Following on from yesterday’s post listing the SFX top 100 sci-fi and fantasy authors, I thought this list was also relevant.
Via S F Signal, here we have the American Film Institute’s top ten films in ten genres. The ten genres are Animation, Romantic Comedy (a genre that even has a title that makes me cringe), Western, Sports, Mystery, Fantasy, Sci-Fi, Gangster, Courtroom Drama and Epic. The two that interest me the most are, naturally, Fantasy and Sci-Fi.
The top 10 Science-Fiction Films are:
1. 2001: A Space Odyssey (1968)
2. Star Wars: Episode IV – A New Hope (1977)
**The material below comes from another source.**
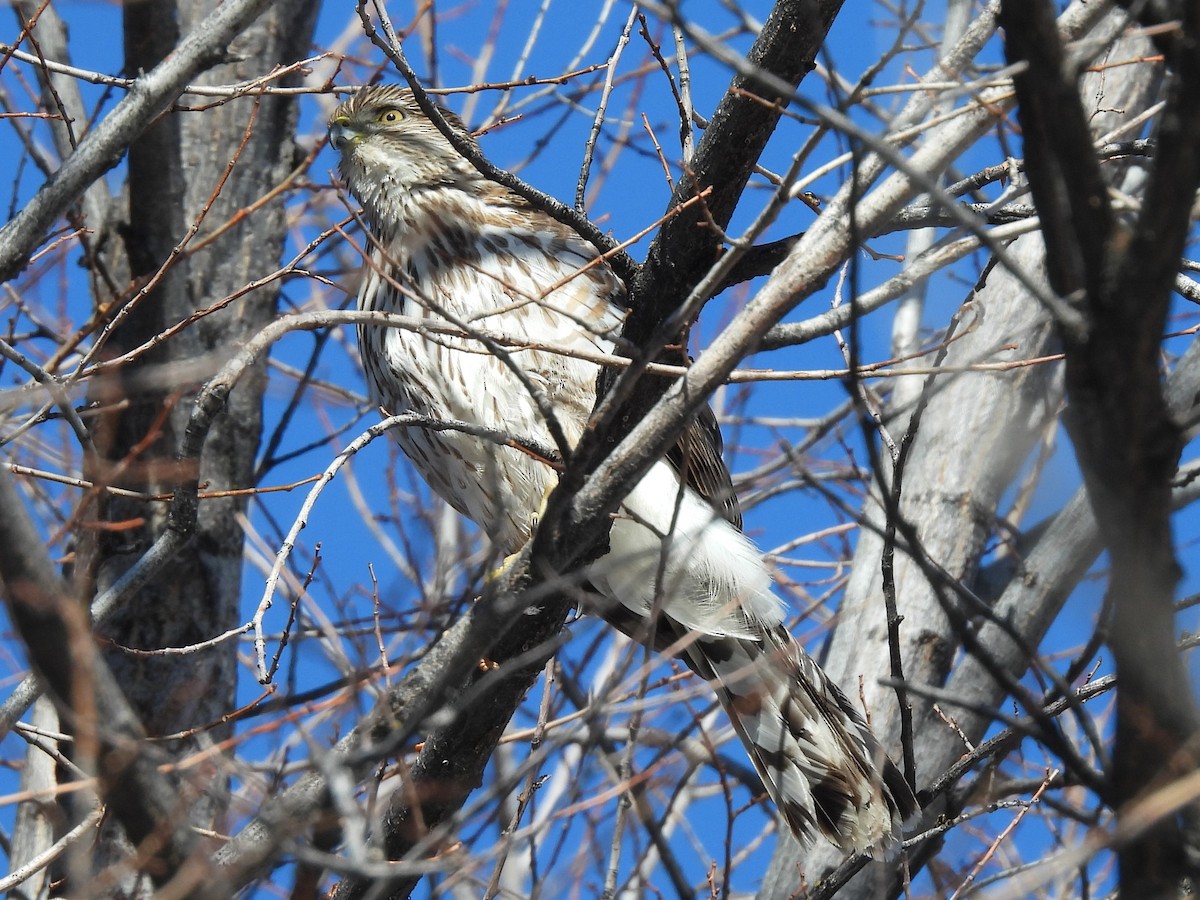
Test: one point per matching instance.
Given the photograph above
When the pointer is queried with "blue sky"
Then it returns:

3. E.T.: The Extra Terrestrial (1982)
4. A Clockwork Orange (1971)
5. The Day the Earth Stood Still (1951)
6. Blade Runner (1982)
7. Alien (1979)
8. Terminator 2: Judgment Day (1991)
9. Invasion of the Body Snatchers (1956)
10. Back to the Future (1985)
And the top 10 Fantasy Films are:
1. The Wizard of Oz (1939)
2. The Lord of the Rings: The Fellowship of the Ring (2001)
3. It’s a Wonderful Life (1946)
4. King Kong (1933)
5. Miracle on 34th Street (1947)
6. Field of Dreams (1989)
7. Harvey (1950)
8. Groundhog Day (1993)
9. The Thief of Bagdad (1924)
10. Big (1988)
I’m kind of bemused by both lists. Let’s take the sci-fi list first. All worthy films, certainly. All classics. But why on Earth (or elsewhere) would Blade Runner be so far down? And why Terminator 2? Sure, it wasn’t bad as sequels go, but the original Terminator was a groundbreaking film and it doesn’t make the list at all.
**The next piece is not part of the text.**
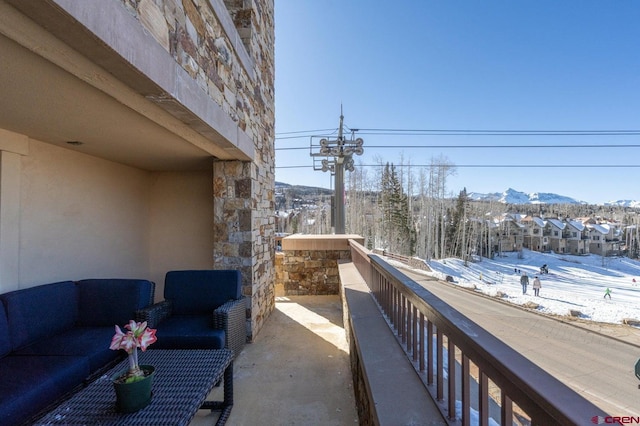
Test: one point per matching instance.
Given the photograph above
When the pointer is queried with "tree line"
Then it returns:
(413, 213)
As for the fantasy list, why is Lord of the Rings second? It should count the whole trilogy as a single movie and put it in first place. Nothing in film comes even close to it as far as an example of great movie making is concerned. And Groundhog Day and Big? Are these AFI people taking the piss? Of all the great fantasy movies out there, even the ones that are great because they’re just so cheesy, they pick these two for their top ten? I’m appalled.
The awards are very American-centric, though, which might help to explain it a bit. Not surprisingly, being the American Film Institute, I suppose. AFI President and CEO Bob Gazzale said:
AFI’s 10 TOP 10 will serve as the ultimate guide to the very best in 10 of America’s most beloved film genres. Over the past decade, this series has sparked a national debate each year about what makes a great American movie, and why—ultimately driving audiences to discover and rediscover the classics of American film.”
Whatever. The selection process was by jury. This year, the jury was asked to choose up to 10 movies per genre from what they called a comprehensive list. To compile the final list, AFI distributed a ballot with 500 nominated movies (50 per genre) to a jury of over 1,500 leaders from the creative community, including film artists (directors, screenwriters, actors, editors, cinematographers), critics and historians. AFI asked jurors to consider the following criteria in their selection process:
FEATURE-LENGTH FICTION FILMS
Narrative format, typically over 60 minutes in length.
English-language film with significant creative and/or production elements from the United
States. Additionally, only films released before January 1, 2008 will be considered.
AFI defines “fantasy” as a genre where live-action characters inhabit imagined settings and/or
experience situations that transcend the rules of the natural world.
AFI defines “science fiction” as a genre that marries a scientific or technological premise with
Formal commendation in print, television and digital media.
MAJOR AWARD WINNER
Recognition from competitive events including awards from peer groups, critics, guilds and
major film festivals.
POPULARITY OVER TIME
Including success at the box office, television and cable airing, and DVD/VHS sales and rentals.
A film’s mark on the history of the moving images through visionary narrative devices, technical
innovation, or other ground breaking achievements.
A film’s mark on American society in matters of style and substance.
So, it was a pretty detailed selection process. But still, I disagree.